Central America: Drug Wars Escalate While Aided by U.S.-funded Highway
Article audio sponsored by The John Birch Society

The Times story included an account of a young teacher gunned down when gunmen opened fire on a park, and claimed it was the second such massacre since November in the town of San Pedro Sula, Honduras, mirroring events in such Mexican cities as Ciudad Juarez and Monterrey where drug wars claim lives on a weekly basis. The Honduran murder rate has climbed to 66.8 per 100,000 people, the worst in Central America. According to the Times: "Five of Central America’s seven countries are on the United States’ list of 20 ‘major illicit drug transit or major illicit drug producing countries.’ Three of those, Costa Rica, Nicaragua, and Honduras, were added just last year."

Drug cartel leaders from Mexico have taken over from Colombians, recruiting locals and increasing consumption. Activities like extortion and kidnapping rings are developing similar to those in Mexico. A major cocaine-processing lab was also discovered this month in Honduras, taking the country from just a drug way station to a manufacturing locale. 

The Times continued, quoting José María Tijerino Pacheco, minister of public security in Costa Rica, two countries away from Honduras, “Without immediate help, the region is going to degenerate into another Mexico.”

Borderland Beat reported on March 23 that the government of Guatemala, neighbor to Honduras, declared a state of emergency December 19 in the northern Alta Verapaz province bordering Mexico, and deployed the army in a bid to retake cities lost to the Zetas.

And the Salvadoran attorney general, Romeo Barahona, said, "Mexican organized crime is a threat in all of Central America."

Single engine planes use remote, uninhabited rainforests for smuggling, and planes, often stolen, are sometimes burned or abandoned. Boats utilize multiple major shipping lanes to bring drugs across the Caribbean from South American, and also the Pacific Ocean on the west, overwhelming strained resources.

Cartels have been buying fishing businesses, farms, boats, and other modes of transport, sometimes through coerced transactions, in an effort to move and hide cocaine. Pastor Reyes González, commander of the small Coast Guard base in Puntarenas, Costa Rica, said guardsmen admit they are outmatched. “It’s extremely frustrating. There is not much we can do.” Only one of his three large boats has a functioning engine and the smaller ones are too slow to catch cartel boats.

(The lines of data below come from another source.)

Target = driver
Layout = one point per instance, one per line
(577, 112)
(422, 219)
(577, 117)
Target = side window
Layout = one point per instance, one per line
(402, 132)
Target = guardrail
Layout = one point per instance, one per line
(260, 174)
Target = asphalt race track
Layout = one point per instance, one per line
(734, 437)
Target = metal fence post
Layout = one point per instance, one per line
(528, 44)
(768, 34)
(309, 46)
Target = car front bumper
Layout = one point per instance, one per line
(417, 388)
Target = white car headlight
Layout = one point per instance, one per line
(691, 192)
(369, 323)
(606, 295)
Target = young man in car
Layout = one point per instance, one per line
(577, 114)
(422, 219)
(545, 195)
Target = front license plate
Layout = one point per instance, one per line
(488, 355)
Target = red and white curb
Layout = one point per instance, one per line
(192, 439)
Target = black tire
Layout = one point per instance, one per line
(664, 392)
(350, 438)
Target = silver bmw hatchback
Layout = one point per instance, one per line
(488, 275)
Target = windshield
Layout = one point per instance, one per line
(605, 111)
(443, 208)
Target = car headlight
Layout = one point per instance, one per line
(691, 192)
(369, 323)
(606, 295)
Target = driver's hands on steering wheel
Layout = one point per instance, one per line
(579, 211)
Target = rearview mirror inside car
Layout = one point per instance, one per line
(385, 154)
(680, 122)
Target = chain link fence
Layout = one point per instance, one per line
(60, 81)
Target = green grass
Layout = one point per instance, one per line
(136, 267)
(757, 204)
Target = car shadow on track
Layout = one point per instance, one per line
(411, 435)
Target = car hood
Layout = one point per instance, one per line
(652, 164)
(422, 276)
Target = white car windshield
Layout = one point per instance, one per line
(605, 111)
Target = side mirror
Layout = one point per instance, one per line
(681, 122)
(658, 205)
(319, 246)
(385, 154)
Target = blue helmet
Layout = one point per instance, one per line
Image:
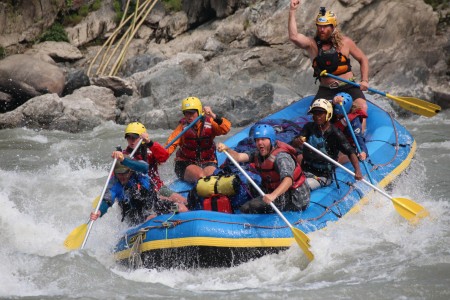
(265, 131)
(346, 104)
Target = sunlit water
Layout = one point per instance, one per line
(48, 180)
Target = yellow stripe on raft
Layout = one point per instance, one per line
(210, 242)
(388, 179)
(254, 242)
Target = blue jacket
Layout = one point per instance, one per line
(136, 199)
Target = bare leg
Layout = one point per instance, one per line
(361, 103)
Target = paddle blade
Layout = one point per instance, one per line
(409, 209)
(417, 106)
(95, 202)
(303, 241)
(75, 239)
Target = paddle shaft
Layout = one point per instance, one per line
(104, 191)
(257, 188)
(184, 131)
(412, 104)
(99, 202)
(349, 126)
(354, 83)
(345, 169)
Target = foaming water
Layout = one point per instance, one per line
(49, 179)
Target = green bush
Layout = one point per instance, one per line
(173, 5)
(438, 4)
(2, 53)
(55, 33)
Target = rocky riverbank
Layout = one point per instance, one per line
(234, 55)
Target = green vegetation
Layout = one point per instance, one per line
(55, 33)
(2, 53)
(438, 4)
(173, 5)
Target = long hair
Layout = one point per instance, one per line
(337, 38)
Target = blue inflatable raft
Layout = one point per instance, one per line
(203, 238)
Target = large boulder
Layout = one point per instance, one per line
(85, 109)
(24, 77)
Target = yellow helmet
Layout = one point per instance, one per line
(326, 17)
(322, 104)
(136, 128)
(192, 103)
(119, 168)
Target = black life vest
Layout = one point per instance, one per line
(137, 205)
(270, 177)
(313, 162)
(331, 60)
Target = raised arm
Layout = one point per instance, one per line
(298, 39)
(363, 62)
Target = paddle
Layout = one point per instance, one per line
(183, 132)
(77, 238)
(300, 237)
(349, 126)
(415, 105)
(407, 208)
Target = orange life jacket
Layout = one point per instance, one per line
(197, 147)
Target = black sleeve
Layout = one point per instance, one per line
(342, 143)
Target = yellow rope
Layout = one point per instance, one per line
(138, 17)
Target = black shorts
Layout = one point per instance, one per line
(181, 165)
(328, 94)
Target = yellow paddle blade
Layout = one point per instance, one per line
(303, 241)
(417, 106)
(409, 209)
(75, 239)
(95, 202)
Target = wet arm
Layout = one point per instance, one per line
(221, 125)
(177, 131)
(136, 165)
(159, 152)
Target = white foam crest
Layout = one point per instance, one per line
(373, 243)
(436, 145)
(14, 272)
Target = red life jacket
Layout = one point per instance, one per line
(331, 60)
(341, 123)
(196, 147)
(270, 177)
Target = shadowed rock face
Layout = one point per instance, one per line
(236, 57)
(24, 77)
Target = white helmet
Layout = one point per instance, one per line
(322, 104)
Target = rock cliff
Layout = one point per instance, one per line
(236, 57)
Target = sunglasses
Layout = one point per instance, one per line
(131, 137)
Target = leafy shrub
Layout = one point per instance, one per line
(173, 5)
(55, 33)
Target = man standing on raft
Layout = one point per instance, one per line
(329, 50)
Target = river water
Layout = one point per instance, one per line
(48, 180)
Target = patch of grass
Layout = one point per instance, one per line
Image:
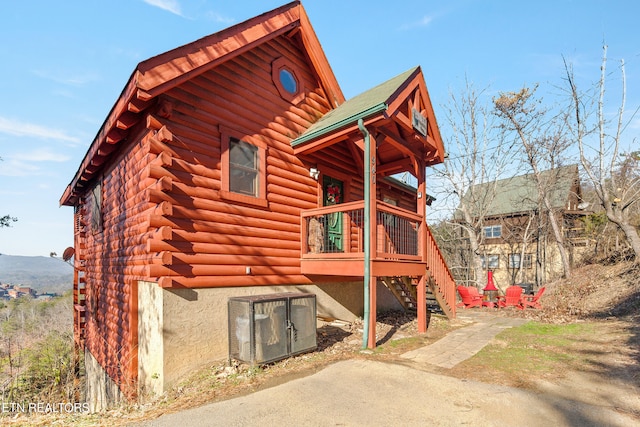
(535, 348)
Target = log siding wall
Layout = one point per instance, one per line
(164, 217)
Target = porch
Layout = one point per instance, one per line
(395, 249)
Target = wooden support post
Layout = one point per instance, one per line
(422, 304)
(373, 282)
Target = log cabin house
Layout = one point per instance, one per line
(517, 241)
(233, 166)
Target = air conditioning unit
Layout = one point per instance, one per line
(266, 328)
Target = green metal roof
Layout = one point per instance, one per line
(366, 104)
(520, 193)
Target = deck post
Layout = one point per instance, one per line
(421, 209)
(422, 304)
(372, 207)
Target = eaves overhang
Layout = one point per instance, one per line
(351, 120)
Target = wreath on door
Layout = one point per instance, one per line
(334, 195)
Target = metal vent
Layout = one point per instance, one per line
(266, 328)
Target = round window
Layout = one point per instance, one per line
(288, 81)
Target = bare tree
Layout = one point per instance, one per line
(613, 173)
(543, 139)
(476, 156)
(5, 221)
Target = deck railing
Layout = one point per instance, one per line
(338, 231)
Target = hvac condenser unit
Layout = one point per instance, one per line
(266, 328)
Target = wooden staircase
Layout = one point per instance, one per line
(403, 289)
(441, 288)
(440, 281)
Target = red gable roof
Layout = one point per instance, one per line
(163, 72)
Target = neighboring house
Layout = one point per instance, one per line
(233, 166)
(513, 248)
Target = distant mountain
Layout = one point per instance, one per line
(44, 274)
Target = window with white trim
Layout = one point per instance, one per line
(492, 231)
(490, 262)
(243, 167)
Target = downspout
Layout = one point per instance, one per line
(367, 230)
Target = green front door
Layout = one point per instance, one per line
(333, 190)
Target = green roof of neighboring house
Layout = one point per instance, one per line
(520, 193)
(362, 106)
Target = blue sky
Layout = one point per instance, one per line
(64, 63)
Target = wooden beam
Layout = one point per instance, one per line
(127, 120)
(114, 136)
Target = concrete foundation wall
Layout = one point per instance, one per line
(181, 330)
(150, 339)
(100, 391)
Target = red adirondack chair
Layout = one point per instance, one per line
(470, 297)
(533, 301)
(511, 298)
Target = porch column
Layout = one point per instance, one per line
(373, 247)
(421, 209)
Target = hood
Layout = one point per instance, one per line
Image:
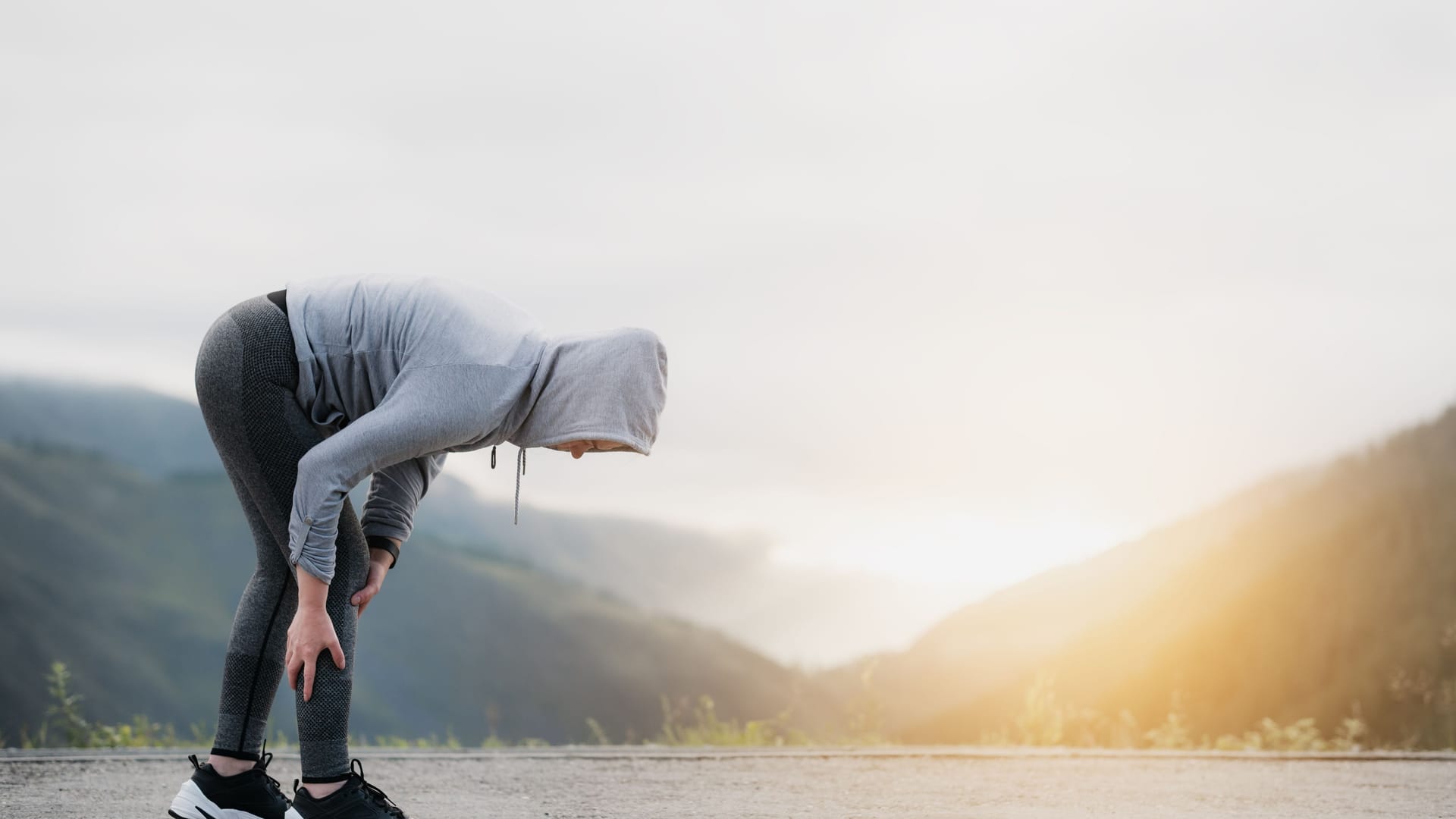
(601, 385)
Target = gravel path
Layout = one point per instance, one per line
(839, 783)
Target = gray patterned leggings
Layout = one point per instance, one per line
(246, 375)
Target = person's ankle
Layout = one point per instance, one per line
(229, 765)
(319, 790)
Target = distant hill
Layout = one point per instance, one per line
(1310, 595)
(792, 614)
(133, 580)
(142, 428)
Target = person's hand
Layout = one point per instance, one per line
(310, 634)
(379, 561)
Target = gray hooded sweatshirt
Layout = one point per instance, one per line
(400, 372)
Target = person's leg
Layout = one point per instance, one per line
(246, 375)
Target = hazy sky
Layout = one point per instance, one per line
(956, 290)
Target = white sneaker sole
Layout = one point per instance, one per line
(193, 803)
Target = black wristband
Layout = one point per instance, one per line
(382, 542)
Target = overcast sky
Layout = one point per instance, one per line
(954, 290)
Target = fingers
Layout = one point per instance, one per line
(308, 678)
(338, 653)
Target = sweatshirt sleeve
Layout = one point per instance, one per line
(394, 496)
(422, 413)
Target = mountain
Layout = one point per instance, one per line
(149, 431)
(794, 614)
(1310, 595)
(131, 580)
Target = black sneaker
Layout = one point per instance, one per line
(251, 795)
(356, 800)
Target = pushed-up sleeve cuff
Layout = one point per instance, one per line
(312, 548)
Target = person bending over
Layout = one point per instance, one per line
(308, 391)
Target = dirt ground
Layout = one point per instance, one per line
(840, 783)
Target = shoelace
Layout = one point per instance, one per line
(373, 792)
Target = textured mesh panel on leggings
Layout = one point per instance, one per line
(246, 375)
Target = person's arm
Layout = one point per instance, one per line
(424, 413)
(394, 497)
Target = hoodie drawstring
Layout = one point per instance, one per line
(520, 469)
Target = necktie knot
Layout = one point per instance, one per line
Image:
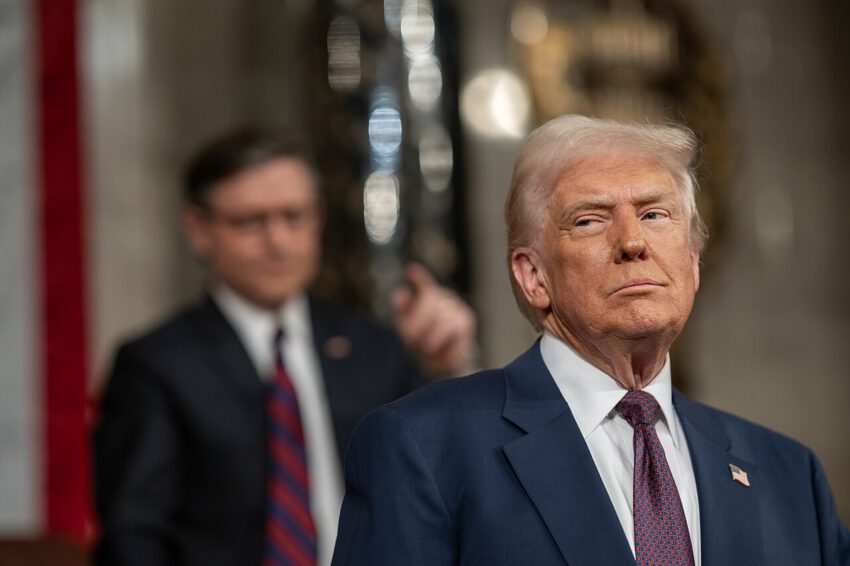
(638, 407)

The country’s 801-mile coastline is effectively unprotected because of a lack of equipment.

In addition, the region has suffered another blow since smugglers began paying local dealers in kind. These then convert the cocaine payments into cash. Treatment centers are now overwhelmed with addicts, the number doubling each year.

The father of the young murdered teacher summed up the despair some Central Americans feel, “It is not easy to have hope. What we have is desperation, anguish and fear."

President Obama has promised help to the struggling region, but in one instance that help had an unintended consequence. An alarming fact was revealed in another Borderland Beat report,

The traffickers are benefiting from the U.S.-financed construction of a major roadway across northern El Salvador. It’s part of a $461-million project sponsored by Millennium Challenge Corp., a U.S. government initiative to spur development in poor countries. The new highway widens to three or four lanes in places as it slices through steep hills that were arduous to cross during the civil war. Engineers are still working on steep retaining walls and terraced banks. 

On Tuesday, during his three-country five day tour to the region, Obama promised $200 million to the anti-drug fight in Central America:

We are launching a new effort against gangs in Central America to support efforts here in the region … including the social and economic forces that drive young people toward criminality.

He said it would help train security forces, strengthen courts and tackle underlying poverty.

But Americans are increasingly fed up with empty promises and foreign aid that backfires. The Mexico/Central America situation serves to point once again to the need to secure our own border and stop the flow of taxpayer dollars across the border.